Soweit das Gesetz für Zwecke der Einheitsbewertung des Betriebsvermögens die Maßgeblichkeit der "Steuerbilanzwerte" anordnet, sind damit diejenigen Werte gemeint, die sich aus der "Steuerbilanz", d.h. derjenigen Bilanz ergeben, die der (Ertrags-)Besteuerung bzw. der einheitlichen und gesonderten Gewinnfeststellung durch das FA zugrunde gelegen hat. Die Bindung an die Steuerbilanz ist eine rein formale und erfolgt unabhängig davon, ob die Bilanzansätze nach ertragsteuerrechtlichen Grundsätzen zutreffend sind. Kommt es für ertragsteuerrechtliche Zwecke zu einer Bilanzberichtigung oder -änderung, erstreckt sich die Maßgeblichkeit auf die berichtigten Steuerbilanzwerte. Im Rahmen der Ermittlung des Einheitswerts des Betriebsvermögens für Stichtage ab dem 1. Januar 1993 findet demnach, soweit eine Steuerbilanz vorliegt, keine eigenständige (bewertungsrechtliche) Prüfung statt, ob ein Gewerbebetrieb i.S. von § 15 Abs. 1 und 2 des Einkommensteuergesetzes (EStG) und damit (ertragsteuerrechtlich) Betriebsvermögen vorliegt und mit welchem Wert dieses anzusetzen ist (BFH-Urteil vom 25. Oktober 2000 II R 58/98, BFHE 194, 238, BStBl II 2001, 363, m.w.N.).
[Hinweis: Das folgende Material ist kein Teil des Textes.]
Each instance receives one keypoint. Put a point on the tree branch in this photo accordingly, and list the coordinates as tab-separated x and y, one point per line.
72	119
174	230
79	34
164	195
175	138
Bewertungsrechtlich erfasst dabei der Begriff des Betriebsvermögens (§ 95 BewG) nicht nur Wirtschaftsgüter, worauf der ursprüngliche Wortlaut von § 109 Abs. 1 BewG schließen lassen könnte, sondern auch die sonstigen aktiven und passiven Ansätze in der Steuerbilanz, wie durch § 109 Abs. 1 BewG i.d.F. des Art. 9 Nr. 6 des Gesetzes vom 13. September 1993 (BGBl I 1569, Standortsicherungsgesetz --StandOG--) mit Wirkung vom 1. Januar 1993 klargestellt worden ist (§ 124 Abs. 7 BewG; vgl. Beschlussempfehlung des Finanzausschusses BTDrucks 12/5016, S. 106).

2. Die Planungskosten sind in der Steuerbilanz zum 31. Dezember 1992 als Herstellungskosten aktiviert worden. Darauf, ob dies ertragsteuerrechtlich zutreffend ist (vgl. etwa BFH-Urteil vom 23. November 1978 IV R 20/75, BStBl II 1979, 143, im Anschluss an BFH-Beschluss vom 12. Juni 1978 GrS 1/77, BFHE 125, 516, BStBl II 1978, 620), kommt es wegen der rein formalen Bindung der Ermittlung des Einheitswertes des Betriebsvermögens an die Steuerbilanz nicht an. Ebenso kann deswegen die im Verfahren aufgeworfene Frage, ob durch die Planungsaufwendungen ein immaterielles Wirtschaftsgut entstanden, aber mangels entgeltlichen Erwerbs nicht bilanzierbar sei, dahinstehen. Denn die Bindung an die Steuerbilanz erfolgt unabhängig davon, ob die Bilanzansätze nach ertragsteuerrechtlichen Grundsätzen zutreffend sind. Infolgedessen sind die Planungskosten ohne weiteres als (sonstiger) aktiver Ansatz in den Einheitswert für das Betriebsvermögen auf den 1. Januar 1993 zu übernehmen (§ 95 Abs. 1, § 109 Abs. 1 BewG).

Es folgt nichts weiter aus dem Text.